Miejsce na Twoją reklamę
Członek Załogi
4 882
12 269
Ale jak rozumiec określenie abandonware
Prawa autorskie do takich utworów nie wygasły bo nie upłynął termin. Zwyczajnie podmioty uprawnione albo ich nie egzekwują z różnych względów, albo już nie istnieją. Posługując się przykładem, to trochę tak jak z działką ziemi gdzieś na zadupiu - jak nie jest ogrodzona i zagospodarowana to się wydaje być niczyja więc w jakimś stopniu można z niej korzystać, przechodzić itp., co nie zmienia faktu, że właściciel może się kiedyś jeszcze pojawić i pogonić z kosą lub działkę ogrodzić. Oczywiście w propie takich numerów z przechodzeniem przez nieruchomość by nie było, bo szkoda życia ;)

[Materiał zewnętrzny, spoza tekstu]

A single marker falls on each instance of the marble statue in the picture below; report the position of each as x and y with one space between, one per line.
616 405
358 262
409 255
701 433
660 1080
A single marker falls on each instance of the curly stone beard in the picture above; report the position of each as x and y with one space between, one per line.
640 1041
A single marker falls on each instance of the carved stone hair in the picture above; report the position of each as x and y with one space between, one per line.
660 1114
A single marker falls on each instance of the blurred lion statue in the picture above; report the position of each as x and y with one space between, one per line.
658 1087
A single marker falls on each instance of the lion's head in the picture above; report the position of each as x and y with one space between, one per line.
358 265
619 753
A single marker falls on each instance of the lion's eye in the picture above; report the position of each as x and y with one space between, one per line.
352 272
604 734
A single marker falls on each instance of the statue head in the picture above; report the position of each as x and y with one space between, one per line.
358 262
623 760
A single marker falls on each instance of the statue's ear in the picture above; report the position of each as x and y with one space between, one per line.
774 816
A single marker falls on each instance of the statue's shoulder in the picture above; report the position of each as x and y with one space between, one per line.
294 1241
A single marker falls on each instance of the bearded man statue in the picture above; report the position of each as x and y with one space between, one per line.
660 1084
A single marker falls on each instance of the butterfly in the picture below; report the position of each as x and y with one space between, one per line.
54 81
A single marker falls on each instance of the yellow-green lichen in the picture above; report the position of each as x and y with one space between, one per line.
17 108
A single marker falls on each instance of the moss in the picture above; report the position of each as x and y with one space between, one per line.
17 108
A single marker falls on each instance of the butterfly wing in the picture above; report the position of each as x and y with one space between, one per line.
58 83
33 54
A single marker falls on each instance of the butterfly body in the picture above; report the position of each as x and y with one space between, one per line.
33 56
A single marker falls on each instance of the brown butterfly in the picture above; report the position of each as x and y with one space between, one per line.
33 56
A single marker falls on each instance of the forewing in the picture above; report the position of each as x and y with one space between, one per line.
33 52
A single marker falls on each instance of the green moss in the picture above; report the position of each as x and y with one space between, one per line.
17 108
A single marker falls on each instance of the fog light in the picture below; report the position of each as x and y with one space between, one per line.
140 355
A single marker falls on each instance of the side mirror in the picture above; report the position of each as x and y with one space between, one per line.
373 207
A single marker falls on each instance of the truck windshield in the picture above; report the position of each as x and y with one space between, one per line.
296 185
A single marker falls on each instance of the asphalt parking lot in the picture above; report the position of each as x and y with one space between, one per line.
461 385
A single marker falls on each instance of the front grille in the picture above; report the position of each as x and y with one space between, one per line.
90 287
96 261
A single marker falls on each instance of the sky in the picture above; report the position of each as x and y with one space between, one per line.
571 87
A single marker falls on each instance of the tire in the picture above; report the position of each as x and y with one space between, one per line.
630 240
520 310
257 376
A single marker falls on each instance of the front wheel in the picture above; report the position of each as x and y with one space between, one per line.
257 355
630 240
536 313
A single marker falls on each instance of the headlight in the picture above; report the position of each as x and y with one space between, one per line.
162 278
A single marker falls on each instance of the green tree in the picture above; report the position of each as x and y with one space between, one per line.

Na jakich zasadach takie oprogramowanie jest sprzedawane to nie wiem, może sprzedawca ma wkalkulowane w cenę ryzyko, że go ścigną.
 

Mad.lock

barbarzyńsko-pogański stratego-decentralizm
5 149
5 113
Pewnie GOG znajduje ludzi, którzy mają prawa do gry, albo jest największe prawdopodobieństwo, że to oni mają prawa (niektóre firmy nie istnieją) i odpala im procent.
Z abandonware chyba najbardziej jaskrawy przypadek to seria Panzer General. Są strony gdzie można ściągnąć wszystkie części i wiele odmian zmodyfikowanych przez fanów. Nikt tego nie ściga. Grafika map jest żywcem rżnięta i używana w darmowych remake'ach Open General i Panzer General Forever. Ich twórcy są znani z imienia i nazwiska. Twórca PGF zrobił jednak później komercyjny remake Panzer Corps i tu już grafika i mapy są zrobione całkowicie od początku, nawet chyba nie jest to kompatybilne z tymi starymi.
 
D

Deleted member 4151

Guest
Walka trwa już długo. Przez nią odchodzę od standardowych gier na rzecz f2p (LoL <3).
 

Nene

Koteu
1 094
1 690
W sumie śmierdziało tym od jakiegoś czasu, np. w Diablo III solo trzeba grać on-line... zabawnie było czytać w pierwszych dniach żale ludzi, którzy nie mogli wejść na przeciążony serwer
 
D

Deleted member 4151

Guest
Jeśli chodzi o walkę z ,,urzywakami'' na konsolach przoduje EA, wprowadzając jednorazowe online pasy odblokowujące multiplayer. Więc nie pogram w pożyczone od kuzyna Battlefield 3 :(
 

Alu

Well-Known Member
4 638
9 700
GoG na 100% ma wszystkie potrzebne umowy z właścicielami copyrightów. Ja kupuję czasem stare gierki na GoG, nie dlatego że nie mogę ich spiracić bo mogę, ale dlatego, że mam dzięki temu katalog online ze swoimi grami w jednym miejscu. Nie muszę ich szukać po jakichś forach warezowych, zawsze je mogę stamtąd ściągnąć - linki zawsze działają, transfer jest super i jestem pewien, że gry będą działać, spatchowane, beż wirusów, DRM czy innego syfu.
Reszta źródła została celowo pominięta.